History dependence in thermodynamic properties of solids

Glasses have long been considered nonequilibrium materials. The primary reason is their history-dependent properties: the obtained properties are not uniquely determined by two state variables, temperature and volume, but are also affected by the process parameters such as cooling rates. However, closer observations reveals that this history dependence is common in solids; in crystal growth, the properties of an obtained crystal are affected by the preparation conditions through defects and metallurgical structures. The problem with the previous reasoning of history dependence lies in the lack of effort to find appropriate way of specification of the current properties, which is independent of the past history. The appropriate way is use of a full set of state variables. The guiding principle for finding them is provided by the first law of thermodynamics, which requests that the internal energy $U$ is a state function. Detailed information about the above-mentioned microstructures is needed to describe the state function $U$. This can be accomplished by specifying the time-averaged positions of all atoms that constitute the solid.
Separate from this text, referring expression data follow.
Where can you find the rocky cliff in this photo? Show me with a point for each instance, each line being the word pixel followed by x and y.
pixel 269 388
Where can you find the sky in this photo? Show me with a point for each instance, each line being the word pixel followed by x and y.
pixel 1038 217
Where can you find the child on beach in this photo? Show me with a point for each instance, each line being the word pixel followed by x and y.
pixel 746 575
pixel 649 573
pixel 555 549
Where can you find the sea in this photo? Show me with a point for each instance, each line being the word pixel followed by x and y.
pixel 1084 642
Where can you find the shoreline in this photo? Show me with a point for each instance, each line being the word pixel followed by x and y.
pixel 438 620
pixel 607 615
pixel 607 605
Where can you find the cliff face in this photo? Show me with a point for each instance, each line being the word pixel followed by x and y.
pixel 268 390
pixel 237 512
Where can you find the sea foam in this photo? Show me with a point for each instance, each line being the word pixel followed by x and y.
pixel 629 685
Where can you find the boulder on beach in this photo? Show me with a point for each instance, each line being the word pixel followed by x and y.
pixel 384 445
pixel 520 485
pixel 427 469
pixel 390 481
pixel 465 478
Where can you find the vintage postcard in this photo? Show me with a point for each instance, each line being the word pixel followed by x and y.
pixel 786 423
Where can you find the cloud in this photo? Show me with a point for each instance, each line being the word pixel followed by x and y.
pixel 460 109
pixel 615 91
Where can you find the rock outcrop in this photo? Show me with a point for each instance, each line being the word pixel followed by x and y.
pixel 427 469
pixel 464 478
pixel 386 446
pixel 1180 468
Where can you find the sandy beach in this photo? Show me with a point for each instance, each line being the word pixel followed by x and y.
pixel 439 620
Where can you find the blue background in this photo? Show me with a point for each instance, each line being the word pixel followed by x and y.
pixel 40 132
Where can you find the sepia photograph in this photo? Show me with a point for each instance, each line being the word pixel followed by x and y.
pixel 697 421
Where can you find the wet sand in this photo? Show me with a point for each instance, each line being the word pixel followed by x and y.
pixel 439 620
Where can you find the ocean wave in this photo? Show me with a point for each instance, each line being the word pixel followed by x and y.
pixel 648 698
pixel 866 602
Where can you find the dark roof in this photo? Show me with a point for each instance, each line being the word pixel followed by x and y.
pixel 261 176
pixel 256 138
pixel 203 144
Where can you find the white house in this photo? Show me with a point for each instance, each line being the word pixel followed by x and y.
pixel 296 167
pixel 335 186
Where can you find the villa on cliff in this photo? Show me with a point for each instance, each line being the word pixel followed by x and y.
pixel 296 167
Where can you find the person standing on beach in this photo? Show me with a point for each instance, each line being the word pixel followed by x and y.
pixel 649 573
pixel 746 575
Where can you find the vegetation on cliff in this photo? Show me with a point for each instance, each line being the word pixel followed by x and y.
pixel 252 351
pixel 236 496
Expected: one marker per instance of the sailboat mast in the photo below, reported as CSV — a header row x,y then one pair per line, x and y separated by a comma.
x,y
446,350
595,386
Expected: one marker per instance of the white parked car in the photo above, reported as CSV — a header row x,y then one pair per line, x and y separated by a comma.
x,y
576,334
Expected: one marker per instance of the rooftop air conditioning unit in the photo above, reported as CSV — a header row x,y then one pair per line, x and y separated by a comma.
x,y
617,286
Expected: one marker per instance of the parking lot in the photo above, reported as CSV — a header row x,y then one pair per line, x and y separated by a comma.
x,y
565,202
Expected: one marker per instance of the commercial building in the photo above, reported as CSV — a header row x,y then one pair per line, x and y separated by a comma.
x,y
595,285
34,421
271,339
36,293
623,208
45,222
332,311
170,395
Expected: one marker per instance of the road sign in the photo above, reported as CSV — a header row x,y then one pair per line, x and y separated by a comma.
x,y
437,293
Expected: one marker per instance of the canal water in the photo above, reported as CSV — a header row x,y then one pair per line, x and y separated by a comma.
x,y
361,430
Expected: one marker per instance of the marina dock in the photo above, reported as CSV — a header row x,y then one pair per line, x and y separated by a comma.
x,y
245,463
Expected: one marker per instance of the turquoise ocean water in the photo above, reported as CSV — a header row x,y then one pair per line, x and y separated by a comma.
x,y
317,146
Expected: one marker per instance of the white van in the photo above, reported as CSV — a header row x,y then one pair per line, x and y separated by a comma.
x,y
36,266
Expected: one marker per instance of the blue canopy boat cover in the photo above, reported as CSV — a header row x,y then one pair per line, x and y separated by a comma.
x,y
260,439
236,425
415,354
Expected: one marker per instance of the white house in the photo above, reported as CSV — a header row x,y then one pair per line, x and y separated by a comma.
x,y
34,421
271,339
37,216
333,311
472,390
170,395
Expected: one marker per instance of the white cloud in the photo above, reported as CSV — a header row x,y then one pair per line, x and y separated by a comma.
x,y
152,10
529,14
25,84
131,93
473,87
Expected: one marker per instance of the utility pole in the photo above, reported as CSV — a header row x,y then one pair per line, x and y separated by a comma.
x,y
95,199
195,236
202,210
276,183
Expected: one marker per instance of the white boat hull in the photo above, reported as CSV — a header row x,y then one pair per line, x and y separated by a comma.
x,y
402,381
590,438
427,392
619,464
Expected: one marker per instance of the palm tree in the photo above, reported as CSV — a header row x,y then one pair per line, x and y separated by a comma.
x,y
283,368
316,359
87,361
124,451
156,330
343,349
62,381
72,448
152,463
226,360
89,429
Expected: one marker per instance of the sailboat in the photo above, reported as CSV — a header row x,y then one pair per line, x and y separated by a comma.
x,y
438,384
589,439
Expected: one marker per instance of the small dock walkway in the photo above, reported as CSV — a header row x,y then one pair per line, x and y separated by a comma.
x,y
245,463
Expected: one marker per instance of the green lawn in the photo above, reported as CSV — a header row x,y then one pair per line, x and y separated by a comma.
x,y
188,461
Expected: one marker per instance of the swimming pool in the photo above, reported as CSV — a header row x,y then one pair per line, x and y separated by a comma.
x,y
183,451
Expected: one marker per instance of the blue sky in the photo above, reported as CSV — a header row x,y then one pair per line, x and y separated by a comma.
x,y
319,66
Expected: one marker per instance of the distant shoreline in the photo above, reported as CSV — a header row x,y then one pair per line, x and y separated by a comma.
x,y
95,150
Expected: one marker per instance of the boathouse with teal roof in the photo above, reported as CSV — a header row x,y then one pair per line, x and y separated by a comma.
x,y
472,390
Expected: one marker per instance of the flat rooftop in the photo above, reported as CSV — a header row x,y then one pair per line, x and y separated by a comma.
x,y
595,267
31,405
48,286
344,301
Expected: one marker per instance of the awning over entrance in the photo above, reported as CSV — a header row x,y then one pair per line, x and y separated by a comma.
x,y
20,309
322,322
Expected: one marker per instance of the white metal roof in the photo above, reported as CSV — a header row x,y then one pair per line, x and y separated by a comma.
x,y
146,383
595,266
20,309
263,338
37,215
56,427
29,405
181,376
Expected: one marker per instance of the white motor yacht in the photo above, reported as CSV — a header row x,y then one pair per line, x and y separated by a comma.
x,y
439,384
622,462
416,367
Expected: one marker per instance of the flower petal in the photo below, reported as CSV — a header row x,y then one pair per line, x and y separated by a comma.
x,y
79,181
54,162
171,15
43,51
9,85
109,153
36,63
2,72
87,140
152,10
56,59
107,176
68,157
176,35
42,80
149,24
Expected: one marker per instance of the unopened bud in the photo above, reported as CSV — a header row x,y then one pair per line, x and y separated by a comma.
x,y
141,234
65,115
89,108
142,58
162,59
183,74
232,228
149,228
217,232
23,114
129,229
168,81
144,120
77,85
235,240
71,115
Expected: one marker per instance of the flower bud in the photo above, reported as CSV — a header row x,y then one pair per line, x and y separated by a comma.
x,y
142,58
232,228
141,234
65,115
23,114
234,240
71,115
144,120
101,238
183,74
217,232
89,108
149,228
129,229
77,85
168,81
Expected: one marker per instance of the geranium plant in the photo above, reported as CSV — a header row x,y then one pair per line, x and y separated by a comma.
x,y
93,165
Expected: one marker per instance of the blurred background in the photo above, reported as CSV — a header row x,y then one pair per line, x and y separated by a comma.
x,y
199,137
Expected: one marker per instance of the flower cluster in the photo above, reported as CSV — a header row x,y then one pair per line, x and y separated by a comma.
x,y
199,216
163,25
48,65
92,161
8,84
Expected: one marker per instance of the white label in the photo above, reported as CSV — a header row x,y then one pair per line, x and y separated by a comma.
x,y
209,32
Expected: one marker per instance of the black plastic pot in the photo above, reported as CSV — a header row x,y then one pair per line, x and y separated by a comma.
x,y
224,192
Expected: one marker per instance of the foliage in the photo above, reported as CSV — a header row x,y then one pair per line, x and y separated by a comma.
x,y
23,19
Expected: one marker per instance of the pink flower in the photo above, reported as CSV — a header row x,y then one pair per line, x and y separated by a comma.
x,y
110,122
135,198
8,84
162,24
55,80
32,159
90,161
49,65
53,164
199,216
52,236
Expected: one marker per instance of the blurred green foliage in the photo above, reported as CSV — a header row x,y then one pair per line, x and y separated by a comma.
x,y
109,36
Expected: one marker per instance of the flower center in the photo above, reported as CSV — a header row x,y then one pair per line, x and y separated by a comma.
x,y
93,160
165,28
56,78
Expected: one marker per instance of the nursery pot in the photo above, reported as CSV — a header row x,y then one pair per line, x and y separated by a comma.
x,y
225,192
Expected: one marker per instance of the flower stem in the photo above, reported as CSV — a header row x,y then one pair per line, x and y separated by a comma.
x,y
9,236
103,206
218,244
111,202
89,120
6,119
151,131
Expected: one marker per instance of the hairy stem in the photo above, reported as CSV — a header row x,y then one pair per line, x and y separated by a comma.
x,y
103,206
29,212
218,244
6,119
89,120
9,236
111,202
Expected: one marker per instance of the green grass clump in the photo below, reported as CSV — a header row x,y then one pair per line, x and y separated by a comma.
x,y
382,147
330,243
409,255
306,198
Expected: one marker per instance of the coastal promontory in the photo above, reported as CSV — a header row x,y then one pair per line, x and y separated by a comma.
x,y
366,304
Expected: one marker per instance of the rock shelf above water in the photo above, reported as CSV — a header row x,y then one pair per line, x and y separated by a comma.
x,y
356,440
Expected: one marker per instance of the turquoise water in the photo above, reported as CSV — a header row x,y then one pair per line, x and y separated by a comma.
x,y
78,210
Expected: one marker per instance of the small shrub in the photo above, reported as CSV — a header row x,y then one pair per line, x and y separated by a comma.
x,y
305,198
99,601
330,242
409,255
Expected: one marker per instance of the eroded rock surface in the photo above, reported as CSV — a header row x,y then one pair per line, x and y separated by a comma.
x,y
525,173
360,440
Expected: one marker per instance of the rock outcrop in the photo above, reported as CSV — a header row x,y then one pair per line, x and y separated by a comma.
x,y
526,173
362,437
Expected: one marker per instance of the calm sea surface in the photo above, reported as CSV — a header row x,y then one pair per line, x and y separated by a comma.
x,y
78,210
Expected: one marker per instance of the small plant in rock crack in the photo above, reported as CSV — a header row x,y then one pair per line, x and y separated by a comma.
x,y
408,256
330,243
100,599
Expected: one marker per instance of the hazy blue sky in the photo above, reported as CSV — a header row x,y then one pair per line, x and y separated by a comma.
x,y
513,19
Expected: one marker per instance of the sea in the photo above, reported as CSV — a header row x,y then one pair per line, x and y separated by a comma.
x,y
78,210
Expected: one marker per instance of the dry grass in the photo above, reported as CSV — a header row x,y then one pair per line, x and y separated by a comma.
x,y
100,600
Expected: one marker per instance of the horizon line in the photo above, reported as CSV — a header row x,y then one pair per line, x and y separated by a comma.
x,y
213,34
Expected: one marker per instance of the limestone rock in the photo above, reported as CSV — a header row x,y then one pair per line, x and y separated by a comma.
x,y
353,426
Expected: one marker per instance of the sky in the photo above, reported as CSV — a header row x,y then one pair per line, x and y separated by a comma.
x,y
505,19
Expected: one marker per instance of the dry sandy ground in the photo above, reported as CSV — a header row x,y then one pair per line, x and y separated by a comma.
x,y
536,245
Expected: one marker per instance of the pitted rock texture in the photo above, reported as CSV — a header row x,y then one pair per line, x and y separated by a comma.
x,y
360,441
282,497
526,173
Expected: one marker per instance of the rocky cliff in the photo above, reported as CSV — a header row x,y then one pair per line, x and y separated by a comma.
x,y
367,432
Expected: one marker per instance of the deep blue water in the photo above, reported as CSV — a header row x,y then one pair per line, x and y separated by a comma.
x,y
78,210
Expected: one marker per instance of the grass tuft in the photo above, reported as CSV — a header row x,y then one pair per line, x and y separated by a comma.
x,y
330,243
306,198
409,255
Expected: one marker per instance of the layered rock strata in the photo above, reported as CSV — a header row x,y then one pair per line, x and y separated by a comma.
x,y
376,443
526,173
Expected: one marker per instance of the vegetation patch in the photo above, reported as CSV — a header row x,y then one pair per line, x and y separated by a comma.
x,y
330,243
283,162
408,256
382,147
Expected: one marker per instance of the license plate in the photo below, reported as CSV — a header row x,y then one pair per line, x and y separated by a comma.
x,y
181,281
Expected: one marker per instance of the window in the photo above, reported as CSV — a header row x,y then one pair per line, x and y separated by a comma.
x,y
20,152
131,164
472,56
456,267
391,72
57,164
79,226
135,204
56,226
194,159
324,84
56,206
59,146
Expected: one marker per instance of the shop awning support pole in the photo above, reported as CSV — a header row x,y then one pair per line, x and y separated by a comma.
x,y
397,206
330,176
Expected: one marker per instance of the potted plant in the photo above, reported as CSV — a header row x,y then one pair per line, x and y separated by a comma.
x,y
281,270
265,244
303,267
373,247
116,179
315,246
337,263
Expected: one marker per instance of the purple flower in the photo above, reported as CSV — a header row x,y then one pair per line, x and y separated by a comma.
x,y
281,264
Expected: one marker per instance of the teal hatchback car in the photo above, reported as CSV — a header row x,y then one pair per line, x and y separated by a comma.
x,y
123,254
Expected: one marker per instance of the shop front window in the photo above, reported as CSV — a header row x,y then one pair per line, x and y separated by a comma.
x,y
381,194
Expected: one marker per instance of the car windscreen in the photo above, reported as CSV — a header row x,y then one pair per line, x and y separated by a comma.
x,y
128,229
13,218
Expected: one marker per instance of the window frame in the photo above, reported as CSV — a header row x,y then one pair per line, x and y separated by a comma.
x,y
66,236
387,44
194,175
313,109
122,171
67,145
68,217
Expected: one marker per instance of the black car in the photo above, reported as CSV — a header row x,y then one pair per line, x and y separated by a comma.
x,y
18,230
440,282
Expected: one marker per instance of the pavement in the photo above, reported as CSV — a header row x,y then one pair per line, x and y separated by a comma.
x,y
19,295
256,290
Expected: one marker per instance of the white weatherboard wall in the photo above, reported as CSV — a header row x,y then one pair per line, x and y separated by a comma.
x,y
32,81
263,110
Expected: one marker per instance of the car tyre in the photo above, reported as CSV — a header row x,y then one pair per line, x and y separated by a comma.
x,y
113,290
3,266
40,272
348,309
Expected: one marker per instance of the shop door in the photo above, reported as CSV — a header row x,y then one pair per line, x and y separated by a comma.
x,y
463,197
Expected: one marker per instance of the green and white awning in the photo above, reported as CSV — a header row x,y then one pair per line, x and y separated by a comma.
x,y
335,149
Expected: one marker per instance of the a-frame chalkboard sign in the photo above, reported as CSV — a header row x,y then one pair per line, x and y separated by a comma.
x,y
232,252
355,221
Therefore, these time-averaged atom positions serve as state variables for solids. Defect states, although metastable, represent equilibrium states, while a perfect crystal is thermo-dynamically unstable. Equilibrium states can only be considered within the relaxation time. Glass is thus in equilibrium as long as its structure remains unchanged. The relaxation time is controlled by the energy barriers by which a structure is sustained, and this time restriction is inherently related to the definition of state variables. The most important property of state variables is their invariance against time averaging.